Sobre esta realidad reflexionamos el pasado martes, 10 de marzo, los alumnos de la Universidad de Mayores Río Nacimiento. Tuvimos el privilegio de recibir al doctor D. Francisco Llave en el hermoso pueblo de Abrucena. A pesar de que la tarde se presentó desapacible, la convocatoria fue un éxito, reuniendo a más de cincuenta personas en el aforo, dispuestas a escuchar y aprender.
Entendiendo el dolor crónico Durante su exposición, el doctor nos ayudó a comprender qué es exactamente el dolor crónico: aquel que se prolonga de tres a seis meses, persistiendo más allá del tiempo normal de curación. Es una realidad muy frecuente que afecta a más del 50 % de la comunidad.
Para ilustrarlo, se habló de la escala clínica que mide el malestar del 0 al 10 (débil, fuerte y muy fuerte). Sin embargo, en un guiño simpático a nuestra tierra almeriense, no podía faltar ese nivel supremo e irresistible que aquí todos conocemos como el dolor "qué pa qué".
Este malestar ataca diversos frentes de nuestro cuerpo:
Articulaciones: rodillas, caderas y hombros.
Columna: zonas cervical, dorsal y lumbar.
Nervios: manifestándose en neuropatías y molestos hormigueos.
Músculos: a través de tensión y contracturas.
En el caso de las personas mayores, las causas subyacentes más comunes suelen ser la artritis (inflamación y desgaste articular), la osteoporosis (pérdida de densidad ósea), lesiones en el sistema nervioso o, simplemente, los cambios fisiológicos propios del envejecimiento.
El impacto más allá de lo físico El impacto del dolor crónico es profundo.

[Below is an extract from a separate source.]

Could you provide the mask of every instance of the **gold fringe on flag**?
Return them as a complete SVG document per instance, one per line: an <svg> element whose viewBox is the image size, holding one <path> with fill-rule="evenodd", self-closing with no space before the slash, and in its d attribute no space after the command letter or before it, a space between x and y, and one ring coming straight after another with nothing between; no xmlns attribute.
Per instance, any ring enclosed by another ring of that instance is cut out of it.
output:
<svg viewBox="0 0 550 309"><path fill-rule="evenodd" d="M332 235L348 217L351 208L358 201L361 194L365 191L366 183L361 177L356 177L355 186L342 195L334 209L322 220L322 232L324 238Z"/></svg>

No solo dificulta la movilidad y la autonomía en el día a día, sino que golpea directamente el bienestar emocional. Un dolor constante es terreno abonado para la ansiedad, la depresión y el aislamiento social.
Estrategias para recuperar el control Afortunadamente, el doctor Llave nos ofreció un mapa de estrategias para dominar el dolor. La premisa fundamental es clara: el diagnóstico temprano por parte de un especialista es clave. Sentir dolor continuo no es "lo normal" y, con la atención adecuada, el sufrimiento es evitable.

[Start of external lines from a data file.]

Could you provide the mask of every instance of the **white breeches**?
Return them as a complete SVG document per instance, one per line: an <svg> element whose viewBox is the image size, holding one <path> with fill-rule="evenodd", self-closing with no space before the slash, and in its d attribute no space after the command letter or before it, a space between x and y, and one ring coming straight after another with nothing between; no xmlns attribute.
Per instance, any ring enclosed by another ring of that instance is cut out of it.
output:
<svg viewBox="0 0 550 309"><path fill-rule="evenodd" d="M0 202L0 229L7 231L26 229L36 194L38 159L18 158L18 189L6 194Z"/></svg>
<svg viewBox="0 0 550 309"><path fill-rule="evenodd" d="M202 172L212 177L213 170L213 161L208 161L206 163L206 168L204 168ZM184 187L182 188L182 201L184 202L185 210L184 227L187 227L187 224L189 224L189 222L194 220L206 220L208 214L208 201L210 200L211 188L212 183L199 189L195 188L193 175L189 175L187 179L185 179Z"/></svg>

El tratamiento debe abordarse desde varios frentes:
Cuidado médico y físico: Combinar tratamientos farmacológicos con terapias físicas y apoyo psicológico.
Movimiento: El cuerpo necesita moverse para aliviar el dolor. El ejercicio adaptado, como la natación, caminar o el yoga, es un gran aliado.
Hábitos saludables: Cuidar la vida social, mantener una dieta equilibrada y velar por una buena calidad del sueño son factores que mejoran drásticamente la calidad de vida.
Adaptación del entorno: Como bien se destacó en la charla, "Un hogar seguro es un hogar sin miedo". Esto implica adaptar el hogar a nuestras necesidades: instalar ayudas técnicas, reformar el baño para hacerlo accesible, asegurar una buena iluminación y utilizar mobiliario ergonómico.
El encuentro, apoyado por una presentación ilustrativa, culminó con un turno de preguntas. El doctor contestó con soltura, paciencia y cercanía a todas las dudas planteadas por los asistentes.
El gran mensaje que nos llevamos a casa de esta enriquecedora tarde en Abrucena fue un llamado a la acción: busca siempre ayuda médica profesional y apóyate en los tuyos. El dolor puede ser parte de la vida, pero no tiene por qué ser el protagonista.